It was Dublin who made the decisions over his fitness, it was Dublin whose week began two or three days after everyone else's.

But the injuries which did so much to end City's promotion hopes also meant the plans for Dublin were soon ripped up.

Dublin's arrival as Nigel Worthington's last signing had been met with criticism in some quarters, especially by those who wanted to see former City star Chris Sutton back. But it didn't take long to win over the doubters and as the season went on, Dublin became a growing influence on the team.

But the burden on his shoulders was immense. It was bad enough that he was called in to play at the back when his preferred role was in attack - but when players began dropping like flies, it was Dublin who had to step into the breach. Consequently, instead of a gently, gently approach, Dublin was the first name on the team-sheet - and it wasn't on the subs' bench.

Peter Grant's problem was not just trying to fill the gaps - it was watching Dublin run out alongside Jason Shackell knowing that what he really wanted was to see him in attack, next to Robert Earnshaw or Darren Huckerby.

The fact that Dublin was excellent in both positions just made it that much more frustrating - although it convinced Grant long before the season ended that he would offer Dublin another contract.

They say the legs go first - but remember the way Dublin outpaced Southampton's 20-year-old Andrew Surman as they chased a long hoof from the keeper. Remember the way he brought another long hoof under control with one foot and, in the same motion, passed it accurately with the other. Not many players in the Championship were capable of that last season.

Dublin points almost as much as Grant does, but he was the manager's voice on the pitch. He organised and tinkered - and City looked better for it.

And that was in defence. How about attack?

Five goals in 22 Championship starts is no bad return for someone playing two roles, but it was his nous as much as his ability to put the ball in the back of the net, which had fans purring. Dublin is credited with assisting on four league and cup goals, but in reality it was much more than that. That final day at Hillsborough was heading for an ignominious ending - until Grant sent Dublin forward into attack. Within 10 minutes he'd set one up for Earnshaw and the comeback had begun. Dublin added a second himself, but it wasn't enough - but how many times can one man fight the battle alone?

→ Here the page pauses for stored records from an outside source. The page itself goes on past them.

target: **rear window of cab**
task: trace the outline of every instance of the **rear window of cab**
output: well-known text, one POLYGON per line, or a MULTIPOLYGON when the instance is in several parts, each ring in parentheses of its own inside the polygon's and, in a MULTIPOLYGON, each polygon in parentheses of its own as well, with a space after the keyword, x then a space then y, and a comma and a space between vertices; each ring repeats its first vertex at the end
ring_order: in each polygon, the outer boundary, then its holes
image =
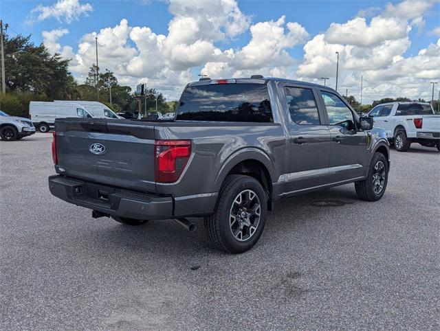
POLYGON ((184 91, 177 120, 273 122, 265 84, 211 84, 184 91))

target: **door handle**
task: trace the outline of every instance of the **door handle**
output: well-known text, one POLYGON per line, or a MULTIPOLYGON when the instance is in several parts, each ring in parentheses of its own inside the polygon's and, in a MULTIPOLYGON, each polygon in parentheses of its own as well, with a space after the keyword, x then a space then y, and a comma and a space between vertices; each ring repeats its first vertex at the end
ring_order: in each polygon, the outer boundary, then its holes
POLYGON ((303 137, 298 137, 298 138, 294 139, 294 143, 298 144, 300 145, 302 145, 304 143, 307 143, 307 139, 304 138, 303 137))

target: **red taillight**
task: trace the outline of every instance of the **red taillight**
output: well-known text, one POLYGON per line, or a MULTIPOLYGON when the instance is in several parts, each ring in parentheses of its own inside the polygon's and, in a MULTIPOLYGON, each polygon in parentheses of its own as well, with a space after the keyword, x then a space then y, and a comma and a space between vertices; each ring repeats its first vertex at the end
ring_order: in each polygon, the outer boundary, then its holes
POLYGON ((54 131, 54 139, 52 140, 52 160, 54 164, 58 164, 58 155, 56 154, 56 133, 54 131))
POLYGON ((155 181, 174 183, 191 155, 190 140, 156 140, 154 146, 155 181))
POLYGON ((236 81, 234 79, 217 79, 211 80, 211 82, 210 84, 235 84, 236 82, 236 81))
POLYGON ((415 126, 415 128, 421 128, 421 126, 424 124, 423 118, 415 118, 414 119, 414 125, 415 126))

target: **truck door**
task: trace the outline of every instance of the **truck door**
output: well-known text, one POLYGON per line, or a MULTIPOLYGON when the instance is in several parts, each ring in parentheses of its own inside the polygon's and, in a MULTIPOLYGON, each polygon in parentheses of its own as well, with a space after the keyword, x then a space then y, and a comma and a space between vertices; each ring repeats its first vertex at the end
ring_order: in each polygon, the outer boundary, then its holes
POLYGON ((331 91, 321 89, 320 94, 332 140, 329 183, 360 179, 368 166, 366 133, 357 130, 354 114, 345 101, 331 91))
POLYGON ((386 136, 388 137, 392 137, 393 135, 393 133, 391 132, 391 124, 389 122, 389 116, 391 113, 391 110, 393 109, 393 104, 385 104, 382 106, 379 117, 375 118, 375 121, 377 120, 379 122, 377 127, 385 130, 386 131, 386 136))
POLYGON ((290 134, 290 172, 285 181, 294 193, 328 182, 331 139, 318 107, 314 89, 303 85, 283 87, 287 126, 290 134))

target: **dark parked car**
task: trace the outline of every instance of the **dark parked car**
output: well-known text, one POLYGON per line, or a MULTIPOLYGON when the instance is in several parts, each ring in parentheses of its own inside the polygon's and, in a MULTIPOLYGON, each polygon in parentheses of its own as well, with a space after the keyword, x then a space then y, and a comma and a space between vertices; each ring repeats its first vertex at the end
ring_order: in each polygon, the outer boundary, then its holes
POLYGON ((230 253, 257 242, 276 200, 354 183, 375 201, 390 167, 371 117, 329 87, 280 78, 190 83, 173 122, 67 118, 56 129, 52 194, 129 225, 192 229, 186 217, 203 216, 230 253))

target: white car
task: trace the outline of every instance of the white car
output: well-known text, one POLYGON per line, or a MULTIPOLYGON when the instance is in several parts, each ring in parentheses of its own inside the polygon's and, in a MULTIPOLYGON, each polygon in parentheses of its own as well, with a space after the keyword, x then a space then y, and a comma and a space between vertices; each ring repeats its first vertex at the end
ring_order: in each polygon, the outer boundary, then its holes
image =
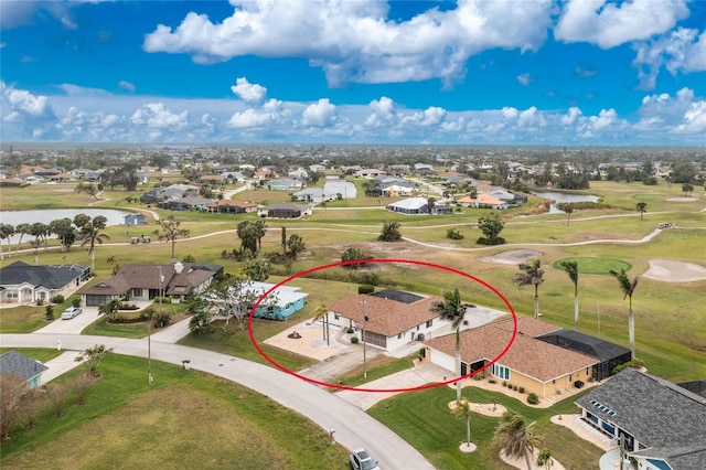
POLYGON ((62 320, 71 320, 72 318, 79 314, 83 310, 78 307, 69 307, 62 312, 62 320))

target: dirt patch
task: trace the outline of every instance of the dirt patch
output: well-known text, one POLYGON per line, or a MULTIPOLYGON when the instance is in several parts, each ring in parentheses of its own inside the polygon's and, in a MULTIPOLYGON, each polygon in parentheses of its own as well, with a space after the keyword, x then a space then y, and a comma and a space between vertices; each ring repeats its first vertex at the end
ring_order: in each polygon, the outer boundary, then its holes
POLYGON ((542 256, 542 252, 536 249, 511 249, 492 256, 481 256, 478 258, 484 263, 498 263, 501 265, 518 265, 531 258, 542 256))
POLYGON ((670 259, 651 259, 650 268, 642 276, 664 282, 693 282, 706 279, 706 266, 670 259))

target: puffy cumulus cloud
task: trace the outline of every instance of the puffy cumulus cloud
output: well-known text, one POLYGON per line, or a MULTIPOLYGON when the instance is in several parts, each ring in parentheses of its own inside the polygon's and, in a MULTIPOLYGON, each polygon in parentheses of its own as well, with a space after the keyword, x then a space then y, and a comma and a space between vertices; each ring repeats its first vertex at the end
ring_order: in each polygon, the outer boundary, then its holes
POLYGON ((267 97, 267 88, 249 83, 245 77, 237 78, 231 90, 250 106, 260 106, 267 97))
POLYGON ((163 103, 148 103, 130 116, 130 121, 153 130, 179 130, 189 125, 189 111, 175 114, 167 109, 163 103))
POLYGON ((135 84, 133 84, 133 83, 130 83, 130 82, 127 82, 127 81, 124 81, 124 79, 121 79, 120 82, 118 82, 118 86, 119 86, 120 88, 122 88, 122 89, 127 89, 127 90, 128 90, 128 92, 130 92, 130 93, 135 93, 135 89, 136 89, 136 87, 135 87, 135 84))
POLYGON ((502 47, 537 50, 552 25, 552 0, 467 0, 432 8, 407 21, 387 18, 376 0, 236 1, 222 22, 190 12, 181 24, 159 24, 147 52, 184 53, 196 63, 235 56, 307 57, 329 83, 397 83, 466 74, 469 56, 502 47))
POLYGON ((694 96, 689 88, 680 89, 674 96, 666 93, 645 96, 638 111, 640 120, 635 129, 702 138, 706 132, 706 100, 694 96))
POLYGON ((530 85, 530 74, 520 74, 515 78, 517 78, 517 83, 522 86, 530 85))
POLYGON ((33 95, 0 81, 2 137, 6 140, 54 138, 57 118, 44 95, 33 95))
POLYGON ((318 103, 307 106, 301 114, 301 124, 312 127, 329 127, 335 124, 338 118, 335 105, 329 98, 321 98, 318 103))
POLYGON ((670 34, 634 46, 633 65, 643 89, 653 89, 664 66, 672 75, 706 71, 706 32, 678 28, 670 34))
POLYGON ((565 42, 589 42, 602 49, 643 41, 670 31, 688 17, 687 0, 569 0, 564 4, 554 36, 565 42))

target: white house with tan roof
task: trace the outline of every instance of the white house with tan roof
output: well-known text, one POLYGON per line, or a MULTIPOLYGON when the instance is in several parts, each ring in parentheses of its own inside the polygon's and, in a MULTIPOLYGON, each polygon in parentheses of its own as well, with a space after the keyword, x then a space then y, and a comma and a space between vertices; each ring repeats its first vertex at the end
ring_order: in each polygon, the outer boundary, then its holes
POLYGON ((349 297, 328 306, 330 324, 353 328, 363 341, 363 328, 368 345, 394 351, 413 341, 421 341, 448 324, 430 310, 436 297, 393 289, 349 297), (367 316, 367 321, 364 321, 367 316), (365 323, 365 324, 364 324, 365 323))

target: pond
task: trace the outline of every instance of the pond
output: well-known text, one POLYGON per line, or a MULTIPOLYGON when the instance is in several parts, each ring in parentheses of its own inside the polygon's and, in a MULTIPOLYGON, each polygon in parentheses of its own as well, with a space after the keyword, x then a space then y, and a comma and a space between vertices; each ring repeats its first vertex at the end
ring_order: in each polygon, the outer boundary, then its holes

It was a cameo performance that underlined Dublin's importance to Norwich City and maybe strengthened Grant's resolve to get Dublin back for another season.

However, while the offer was right and the club was right, Dublin had to convince his family that it was right to go on for another year. It's a long way from the Midlands to Norwich, especially for a man who has spent almost two decades on the road in the name of football. Grant, with nothing else to offer but plans to be prepared, gave Dublin time to reach a decision. The deadline passed. No news. Grant must have felt like a man awaiting a jury's verdict - was the long wait good news, or bad?

Just before the weekend he had his answer, but it wasn't until Dublin had put pen to paper this week that it was made public.

Grant had got his man - hopefully, next season he can be used in the way life was intended for a 38-year-old - sparingly, but effectively.